Джон благодарно посмотрел на меня.
— Когда читаешь это по-английски, несколько теряются интонации причитания, характерные для индусов, — сказал он. — Но в оригинале песня звучит прелестно.
Он снова подошел к окну и, глядя в опрокинутое навзничь полуденное небо, пропел несколько строк на непонятном мне языке. Я была ошеломлена. Никогда в жизни мне не приходилось слышать ничего подобного. Это были не стихи. И не песня.
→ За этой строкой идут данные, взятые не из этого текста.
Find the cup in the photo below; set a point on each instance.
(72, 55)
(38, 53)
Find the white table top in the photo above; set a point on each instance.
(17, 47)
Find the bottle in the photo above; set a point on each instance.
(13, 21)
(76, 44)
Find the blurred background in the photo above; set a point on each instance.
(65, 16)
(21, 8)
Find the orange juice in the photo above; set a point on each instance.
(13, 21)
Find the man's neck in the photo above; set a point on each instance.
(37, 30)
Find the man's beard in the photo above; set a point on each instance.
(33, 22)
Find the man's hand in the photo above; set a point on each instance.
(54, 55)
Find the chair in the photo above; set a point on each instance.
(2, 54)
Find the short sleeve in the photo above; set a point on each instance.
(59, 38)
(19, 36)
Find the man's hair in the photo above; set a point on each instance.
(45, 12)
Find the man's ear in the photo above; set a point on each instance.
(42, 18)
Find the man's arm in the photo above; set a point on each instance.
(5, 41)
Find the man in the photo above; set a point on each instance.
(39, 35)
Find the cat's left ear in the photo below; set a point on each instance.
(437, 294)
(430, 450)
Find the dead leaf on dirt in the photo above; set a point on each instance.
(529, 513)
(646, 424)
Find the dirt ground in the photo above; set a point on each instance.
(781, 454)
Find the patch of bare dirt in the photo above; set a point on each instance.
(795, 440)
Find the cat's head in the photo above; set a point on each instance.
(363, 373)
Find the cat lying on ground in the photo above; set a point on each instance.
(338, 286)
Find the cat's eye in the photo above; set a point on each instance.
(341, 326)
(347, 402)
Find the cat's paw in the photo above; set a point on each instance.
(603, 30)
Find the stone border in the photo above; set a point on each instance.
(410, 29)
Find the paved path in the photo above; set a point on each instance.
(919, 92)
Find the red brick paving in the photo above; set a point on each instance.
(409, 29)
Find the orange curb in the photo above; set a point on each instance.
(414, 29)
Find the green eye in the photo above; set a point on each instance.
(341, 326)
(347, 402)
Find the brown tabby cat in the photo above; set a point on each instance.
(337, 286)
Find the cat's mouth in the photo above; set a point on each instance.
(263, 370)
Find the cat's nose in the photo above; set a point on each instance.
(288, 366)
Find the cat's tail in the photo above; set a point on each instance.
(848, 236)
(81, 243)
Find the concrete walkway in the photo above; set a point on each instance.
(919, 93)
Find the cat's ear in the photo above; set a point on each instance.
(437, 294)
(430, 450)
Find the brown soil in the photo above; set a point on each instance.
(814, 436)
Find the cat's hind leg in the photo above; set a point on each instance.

Это была нагретая любовью музыка, божественная музыка, сотканная из слов, смысл которых не был мне понятен, но я не чувствовала необходимости в постижении этой музыки умом, ибо это была музыка сердца.
Когда Джон Стикс закончил, я не могла сдержать слез.
Он подошел и поцеловал мою руку.
— Хотите, я скажу, какой в этом смысл?
— Нет, — прошептала я. — То есть, да…
Один на крыше взор свой обращаю
На север. Молнии сверкнули ввечеру —
То отблески шагов твоих — я знаю.
Вернись, любимый, или я умру…
Базар уж пуст. В межгорье свой ночлег
Устроил караван. Проснутся поутру
верблюды, пленники — успешен твой набег.
Вернись, любимый, или я умру.
Жена отца с годами стала злой,
Тружусь, как вол, а все не ко двору.
Вкусив печаль, запью ее слезой.
Вернись, любимый, или я умру, —
прочел он на английском.
Песнь смолкла. Джон Стикс шагнул ко мне и сказал:
— Я здесь.
Я подняла глаза. И улыбнулась.
— Вы любите стихи? — спросил он.
— Я сама только что узнала об этом, — ответила я. — Вы не будете возражать, если я попрошу вас прочесть это в присутствии моих знакомых?
Джон Стикс быстро отвернулся и сказал почти дерзко:
— Я не принадлежу к светскому обществу. Я один из случайных людей, которым идиотически повезло и которые торопятся обратить деньги в жизнь, потому что лишены страсти накопления. Я признаю личный этикет и отвергаю кастовый, — добавил он более добродушно.
— Простите, — сказала я.
Мы вышли вместе из комнаты и прошли галерею. На повороте к парку он удержал меня за руку:
— В следующий раз будете читать вы.
И быстрыми шагами пошел в противоположную сторону.